Thursday, 26 August 2010
The BBC - it's the new C of E
A thought long fermenting in what I am pleased to call my brain makes an interesting historical link between the curates of the Victorian era and the linen-suited denizens of Broadcasting House's corridors today.
Under the Great White Mother and Kaiser-i-Hind, Oxford and Cambridge produced a surfeit of vaguely posh and vaguely but pointlessly educated young chaps who lacked the drive and physical fitness to go off and join the army or indeed any discernable professional skills, but who nonetheless thought of themselves as part of a God-chosen elite destined to order others about. The only appropriate career thus open to them was the Church, in which they could stand in pulpits and lecture the population at large about the moral, aesthetic and intellectual deficiencies of their hard-labouring, poverty-haunted lives.
Oxford and Cambridge - never institutions to go charging ahead with radical reform - still manage to produce a worrying surfeit of vaguely posh and vaguely but pointlessly educated young chaps and similar young gels who share the desires, ambitions and lack of appropriate talents of their Victorian forebears. But nowadays, alas, the C of E provides very little in the way of full pews to harangue.
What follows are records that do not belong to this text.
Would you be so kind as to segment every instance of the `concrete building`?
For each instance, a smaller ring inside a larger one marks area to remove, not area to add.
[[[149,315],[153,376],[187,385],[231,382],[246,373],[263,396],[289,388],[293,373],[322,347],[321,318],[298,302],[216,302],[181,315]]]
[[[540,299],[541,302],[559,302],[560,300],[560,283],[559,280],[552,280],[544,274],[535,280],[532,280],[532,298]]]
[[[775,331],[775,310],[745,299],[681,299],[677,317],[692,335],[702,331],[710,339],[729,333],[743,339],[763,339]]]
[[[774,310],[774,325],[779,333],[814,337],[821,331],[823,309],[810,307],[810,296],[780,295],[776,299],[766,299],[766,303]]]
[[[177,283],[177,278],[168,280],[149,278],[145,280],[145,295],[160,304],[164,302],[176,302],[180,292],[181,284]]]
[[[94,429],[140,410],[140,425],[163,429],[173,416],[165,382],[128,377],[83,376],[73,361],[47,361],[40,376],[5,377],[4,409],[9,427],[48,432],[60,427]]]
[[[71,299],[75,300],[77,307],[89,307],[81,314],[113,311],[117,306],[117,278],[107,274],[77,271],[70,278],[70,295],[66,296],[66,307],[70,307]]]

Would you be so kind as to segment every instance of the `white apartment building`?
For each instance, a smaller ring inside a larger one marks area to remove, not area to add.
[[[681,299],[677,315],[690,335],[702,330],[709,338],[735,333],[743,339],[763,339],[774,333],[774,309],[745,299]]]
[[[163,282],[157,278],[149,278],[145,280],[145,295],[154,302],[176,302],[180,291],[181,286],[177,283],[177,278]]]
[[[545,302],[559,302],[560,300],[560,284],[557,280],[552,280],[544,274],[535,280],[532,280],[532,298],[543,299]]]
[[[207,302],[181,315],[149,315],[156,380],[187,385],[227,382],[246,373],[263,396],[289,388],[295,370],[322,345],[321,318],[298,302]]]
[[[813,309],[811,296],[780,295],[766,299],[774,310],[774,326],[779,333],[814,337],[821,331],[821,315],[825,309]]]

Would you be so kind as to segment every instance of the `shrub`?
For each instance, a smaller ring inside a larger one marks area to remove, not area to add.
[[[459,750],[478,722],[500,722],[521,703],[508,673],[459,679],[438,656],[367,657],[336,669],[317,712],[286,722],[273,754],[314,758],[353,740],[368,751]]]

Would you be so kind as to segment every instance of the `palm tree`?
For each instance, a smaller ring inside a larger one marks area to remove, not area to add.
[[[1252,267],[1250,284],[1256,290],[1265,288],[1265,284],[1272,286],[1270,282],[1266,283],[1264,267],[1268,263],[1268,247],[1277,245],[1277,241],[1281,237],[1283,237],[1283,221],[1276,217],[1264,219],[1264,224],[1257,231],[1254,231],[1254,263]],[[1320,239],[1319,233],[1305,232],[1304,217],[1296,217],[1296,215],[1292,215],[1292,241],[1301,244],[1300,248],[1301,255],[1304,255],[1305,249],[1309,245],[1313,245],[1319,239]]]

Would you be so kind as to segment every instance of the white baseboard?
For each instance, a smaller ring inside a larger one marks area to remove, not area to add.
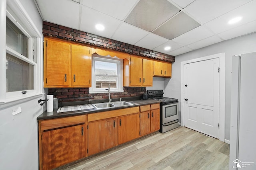
[[[228,144],[230,144],[230,141],[229,141],[228,140],[225,139],[225,143],[227,143]]]

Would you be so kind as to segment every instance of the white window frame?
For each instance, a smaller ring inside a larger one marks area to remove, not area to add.
[[[0,72],[0,76],[3,77],[0,84],[0,107],[1,105],[10,103],[15,101],[20,101],[23,100],[27,100],[34,96],[41,95],[43,92],[42,82],[42,55],[43,55],[43,35],[39,31],[33,23],[28,14],[20,4],[15,2],[8,2],[6,6],[6,15],[12,23],[28,38],[28,50],[27,57],[25,57],[15,50],[5,45],[5,53],[4,56],[4,61],[6,60],[6,53],[25,61],[33,66],[33,84],[34,89],[19,91],[6,92],[6,72]],[[1,14],[0,14],[1,15]],[[1,16],[1,18],[3,16]],[[4,25],[6,25],[6,21]],[[6,36],[6,29],[2,27],[0,29],[5,31],[2,34]],[[5,38],[4,40],[5,40]],[[5,43],[5,42],[4,42]],[[34,49],[34,46],[35,46]],[[3,47],[2,46],[2,47]],[[1,48],[2,49],[2,48]],[[34,61],[33,55],[36,57],[36,62]],[[2,60],[3,61],[3,60]],[[4,62],[5,63],[5,62]],[[0,69],[5,70],[6,69],[6,64],[0,64]],[[26,91],[26,93],[22,94],[22,92]]]
[[[106,62],[113,63],[117,64],[117,88],[111,88],[111,92],[123,92],[123,60],[116,57],[112,57],[109,56],[102,56],[99,55],[92,55],[92,87],[90,88],[90,94],[107,93],[108,90],[106,89],[96,89],[96,74],[94,66],[96,61],[100,61]]]

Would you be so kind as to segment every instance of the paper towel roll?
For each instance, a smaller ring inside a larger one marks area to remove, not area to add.
[[[47,95],[46,97],[49,100],[46,103],[47,112],[51,112],[53,111],[53,95]]]

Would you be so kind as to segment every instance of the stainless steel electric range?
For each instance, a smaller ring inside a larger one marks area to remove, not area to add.
[[[160,130],[164,133],[179,127],[178,100],[164,97],[162,90],[147,90],[148,98],[160,103]]]

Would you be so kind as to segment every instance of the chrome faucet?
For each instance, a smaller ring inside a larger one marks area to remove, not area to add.
[[[111,102],[111,98],[110,98],[110,84],[108,84],[108,103]]]

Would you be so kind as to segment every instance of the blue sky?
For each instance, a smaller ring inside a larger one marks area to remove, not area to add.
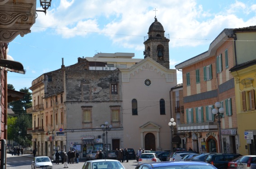
[[[8,72],[8,83],[18,91],[30,87],[41,75],[61,68],[62,58],[65,66],[97,52],[134,53],[143,59],[155,9],[169,34],[170,69],[207,50],[224,28],[256,25],[256,0],[52,0],[46,15],[37,13],[31,32],[9,43],[8,55],[26,73]]]

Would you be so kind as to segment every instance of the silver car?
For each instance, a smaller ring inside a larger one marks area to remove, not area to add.
[[[87,161],[82,169],[125,169],[119,161],[116,160],[102,159]]]
[[[31,164],[31,169],[52,169],[52,161],[53,160],[51,160],[47,156],[34,157]]]
[[[138,161],[138,164],[143,163],[154,163],[160,162],[157,155],[154,153],[142,153],[140,155]]]

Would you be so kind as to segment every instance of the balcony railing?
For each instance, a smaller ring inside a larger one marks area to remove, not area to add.
[[[201,123],[177,124],[177,132],[191,132],[209,131],[218,129],[217,122],[210,121]]]
[[[31,134],[33,132],[44,132],[43,127],[37,127],[36,128],[28,128],[27,129],[27,133],[28,134]]]

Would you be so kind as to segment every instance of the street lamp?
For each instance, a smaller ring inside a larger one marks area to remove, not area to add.
[[[105,124],[102,124],[101,125],[101,128],[103,130],[103,132],[106,131],[106,137],[107,139],[107,155],[108,154],[108,148],[107,146],[107,131],[110,131],[112,128],[112,125],[108,125],[108,122],[105,122]]]
[[[223,107],[221,107],[221,103],[217,102],[215,103],[215,106],[217,109],[214,109],[212,110],[212,113],[215,115],[215,118],[218,119],[218,128],[219,129],[219,143],[220,152],[222,153],[222,140],[221,138],[221,131],[220,131],[220,119],[223,117],[223,114],[225,112],[225,110]]]
[[[173,131],[173,128],[176,125],[176,123],[174,122],[174,119],[172,118],[170,120],[171,122],[169,122],[168,125],[170,126],[171,129],[171,151],[172,151],[172,131]]]

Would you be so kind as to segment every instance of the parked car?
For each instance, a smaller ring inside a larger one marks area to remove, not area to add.
[[[158,152],[156,153],[158,157],[161,161],[166,161],[167,156],[169,154],[168,152]]]
[[[101,159],[85,162],[82,169],[125,169],[119,161],[116,160]]]
[[[154,153],[143,153],[140,155],[138,164],[142,163],[154,163],[156,162],[160,162],[161,160],[158,158],[158,156]]]
[[[237,169],[256,169],[256,155],[244,155],[237,163]]]
[[[194,153],[195,154],[197,153],[195,151],[181,151],[170,152],[169,155],[168,155],[168,156],[167,157],[166,160],[170,161],[170,159],[175,154],[183,153]]]
[[[86,160],[92,160],[95,159],[95,155],[97,151],[92,151],[89,153],[86,154]]]
[[[137,165],[135,169],[216,169],[209,164],[200,161],[165,161],[150,164],[142,164]]]
[[[136,155],[135,155],[135,151],[133,148],[126,148],[128,151],[128,157],[129,159],[135,160]]]
[[[194,157],[195,156],[198,155],[199,155],[199,154],[189,154],[188,155],[186,155],[185,156],[184,156],[182,158],[181,161],[185,161],[185,160],[186,160],[187,159],[190,159],[190,158],[191,158],[193,157]]]
[[[60,154],[60,152],[58,152],[59,154]],[[56,161],[56,156],[55,156],[55,154],[56,154],[56,151],[54,152],[53,154],[53,155],[52,155],[52,159],[53,159],[53,161]],[[61,154],[60,154],[60,155],[59,155],[59,158],[60,161],[61,161]]]
[[[53,160],[51,160],[47,156],[34,157],[31,164],[31,169],[52,169]]]
[[[214,165],[217,169],[227,169],[228,162],[236,158],[241,156],[239,154],[216,153],[210,154],[205,162]]]
[[[108,154],[106,155],[108,159],[116,160],[116,155],[115,150],[109,150]]]
[[[173,154],[173,155],[172,157],[170,158],[170,161],[180,161],[182,157],[188,154],[196,154],[198,155],[197,153],[175,153]]]
[[[242,156],[239,156],[237,158],[233,160],[228,163],[228,169],[237,169],[237,163],[239,162],[240,159]]]
[[[205,160],[208,157],[209,154],[216,154],[216,153],[202,153],[199,155],[196,155],[195,157],[193,157],[190,159],[186,159],[185,160],[189,160],[189,161],[205,161]]]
And in any case, the church today provides very little for anyone in the way of career benefits besides camping about in fancy tat and drinking free wine, qualities which have led the priesthood to become colonised by inverts to a degree that makes it impossible for the weak-kneed Silurian buffoon occupying the throne of St Augustine to avoid giving them pointy hats and crooks.
Where was I?
Oh yes - the decline of the church has led to ever decreasing cushy job opportunities for vaguely posh and vaguely but pointlessly educated young chaps to lecture the rest of us, which is where the BBC comes in - as an employer of first resort for vaguely posh and vaguely but pointlessly educated young chaps and a bully pulpit for telling everyone else how to live their lives in a patronising but uncomprehending manner. I rest m'case.